I agree completely with Mike:

Based on my relevant experience with Thompson's Thai Food, I am surprised that his book would fail to be substantively valuable. Thai Food is the most used book in my kitchen, and the effort and research obviously put into it leads me to believe that Thompson would not trend toward style over substance.

There are plenty of chefs who run high-quality restaurants and turn out coffee-table clunkers, and perhaps Thompson is someone who has a snazzy, unserious restaurant but managed to write one of the handful of essential cookbooks published in the last decade. Doesn't matter a bit to me: Thai Food set such a high bar because of Thompson's commitment to treating Thai food with the seriousness it deserves, and it'd be disappointing if this book doesn't approach that very high bar.

I've now taken a third look at the book.

Firstly, the recipes. There's going to be a fair few recipes in the book where you'll look at them and think, "so what?". As I mentioned before, he's put in a recipe for Chinese BBQ pork. But as someone with a bit more knowledge about Thai street food has posted earlier, there will be recipes that haven't appeared elsewhere. However, regardless of the dishes, the recipes themselves show the same eye for detail as Thompson showed in "Thai Food".

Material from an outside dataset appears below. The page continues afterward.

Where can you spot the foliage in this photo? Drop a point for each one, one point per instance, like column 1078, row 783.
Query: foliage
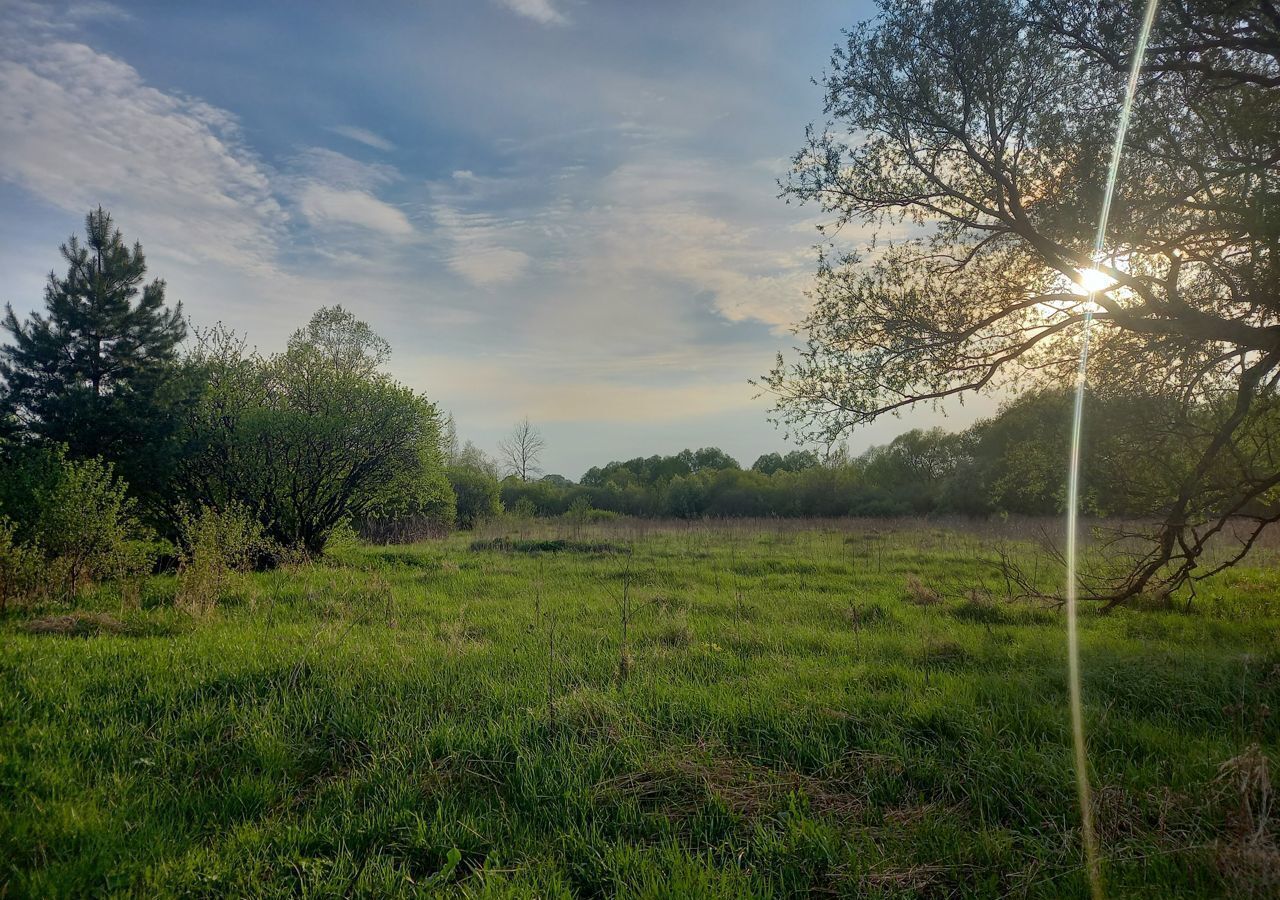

Secondly, and this is where the irritation starts, do we really need around 20 pages of photographs of Thai street life before we get to the inside title page? There can be up to 30 pages of photographs between the four or so main chapters? There just seems to be almost as many pages devoted to photography as there is to the recipes.

At a price of $AUS100.00, the questionable selection of dishes, and the amount of photographic filler, you can understand why the book has drawn such negative views.

Daniel Chan aka "Shinboners"
Posted (edited)

To be more precise, and prevent my innocuous posts from being unnecessarily dissected, I will try this again. What I meant was: based on my relevant experience with Thompson's Thai Food, I am surprised that his book would fail to be substantively valuable. Thai Food is the most used book in my kitchen, and the effort and research obviously put into it leads me to believe that Thompson would not trend toward style over substance. I, having never been to Nahm, know next to nothing about his involvement or how that relates to his general attitudes toward style or substance. My post merely reflects my personal feeling of surprise at this reaction to his new book. I apologize for apparently conveying the belief that I was well-enough versed in all aspects of Thompson personal and professional endeavors to have an opinion on this matter.

Understood.

About this book in particular, I read the Penguin "Details" page. Although the book is in the category of "General Cookery & Recipes", the actual description of the book makes it sound more like travel guide rather than a cookbook.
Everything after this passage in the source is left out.